Given that foreign citizens have no right to immigrate to the United States, and that therefore there is no moral or legal cost to freezing further Muslim immigration, elementary prudence counsels that we do so, at least until these assimilation issues are sorted out to the satisfaction of the American people. We would be fools not to, given the favorable cost-benefit ratio.

I should add that the article is sickening in the credence it gives to CAIR and Rep. Ellison, but that is par for the course for the MSM.

Paul K. writes:

I wonder if that Newsweek article was interesting? I’ll never know as I can’t get past a line like the subhead, “Muslim Americans are one of this country’s greatest strengths.” That’s the sort of mindless pap that has made magazines like Newsweek completely irrelevant to any serious debate.

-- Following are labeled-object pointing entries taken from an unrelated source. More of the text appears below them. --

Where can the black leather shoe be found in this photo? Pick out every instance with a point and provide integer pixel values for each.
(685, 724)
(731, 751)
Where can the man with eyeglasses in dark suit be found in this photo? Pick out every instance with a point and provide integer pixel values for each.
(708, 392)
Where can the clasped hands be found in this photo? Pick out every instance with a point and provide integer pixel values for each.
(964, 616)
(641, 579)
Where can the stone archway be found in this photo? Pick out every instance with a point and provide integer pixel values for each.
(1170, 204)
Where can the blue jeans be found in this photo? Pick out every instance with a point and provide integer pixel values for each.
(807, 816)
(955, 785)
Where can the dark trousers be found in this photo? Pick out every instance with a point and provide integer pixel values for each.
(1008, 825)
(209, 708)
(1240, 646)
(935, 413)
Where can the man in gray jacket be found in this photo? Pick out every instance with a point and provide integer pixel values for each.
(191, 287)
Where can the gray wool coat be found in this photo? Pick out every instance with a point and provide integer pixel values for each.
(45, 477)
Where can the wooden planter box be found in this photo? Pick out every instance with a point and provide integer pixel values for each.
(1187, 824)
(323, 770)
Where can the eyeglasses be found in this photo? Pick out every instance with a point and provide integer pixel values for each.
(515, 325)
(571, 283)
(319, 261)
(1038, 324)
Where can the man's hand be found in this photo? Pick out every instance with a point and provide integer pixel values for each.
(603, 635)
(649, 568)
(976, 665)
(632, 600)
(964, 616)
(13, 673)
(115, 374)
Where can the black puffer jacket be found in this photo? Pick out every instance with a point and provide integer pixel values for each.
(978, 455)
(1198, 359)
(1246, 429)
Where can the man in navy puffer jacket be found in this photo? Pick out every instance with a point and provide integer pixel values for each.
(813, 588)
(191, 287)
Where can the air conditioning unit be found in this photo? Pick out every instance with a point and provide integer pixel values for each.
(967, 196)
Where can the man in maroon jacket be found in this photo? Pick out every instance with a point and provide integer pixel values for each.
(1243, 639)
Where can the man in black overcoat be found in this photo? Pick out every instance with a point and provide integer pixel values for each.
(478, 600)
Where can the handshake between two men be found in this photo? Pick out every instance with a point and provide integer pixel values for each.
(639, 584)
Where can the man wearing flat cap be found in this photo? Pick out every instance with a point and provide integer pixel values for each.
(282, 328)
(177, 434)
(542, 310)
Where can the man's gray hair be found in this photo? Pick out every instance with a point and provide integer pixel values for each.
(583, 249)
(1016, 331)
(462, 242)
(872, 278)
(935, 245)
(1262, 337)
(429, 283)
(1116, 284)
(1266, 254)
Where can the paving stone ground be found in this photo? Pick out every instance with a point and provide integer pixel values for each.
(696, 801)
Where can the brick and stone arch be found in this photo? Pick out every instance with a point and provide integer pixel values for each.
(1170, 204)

LA replies (before Bill Carpenter’s e-mail came in):

I confess to a similar reaction when I looked at that same article—and, for that matter, when I’ve looked at virtually any article in Newsweek or Time for the last 15 or more years. I said to myself that I would get back to it and read it later, but somehow…

I posted it for the benefit of anyone who has the fortitude to read it. And I’ll try again to read it myself. I really will.

LA continues:

If, as Mr. Carpenter says, the article is showing very strong evidence that Muslims are not assimilating, and if the same article is casting bouqets (sp?) at the likes of CAIR and Ellison, then it sounds to me as though this is Newsweek’s message: Muslims are not assimilating, but that’s fine, because America is not a nation or a culture, but a process of being open and welcoming to everyone. In other words, Newsweek’s philosophy is the same as Britain’s.

Charles T. writes:

Mr. Hechtman wrote: “It makes a big difference. Our whole open-borders stance is based on the assumption that the first generation immigrants can be any kind of third-world tribal benighted superstitious whatever-and-whatever they want. It doesn’t matter. Their grandchildren will belong to us. If that assumption fails, we have a problem.”

Mr. Hechtman there is ample evidence that your assumption is wrong. Why then does your country continue to import cultures that hate your culture? I think I have a good idea of why the U.S. government is making such a stupid mistake. However, I would like to hear from you on this, from a Canadian perspective.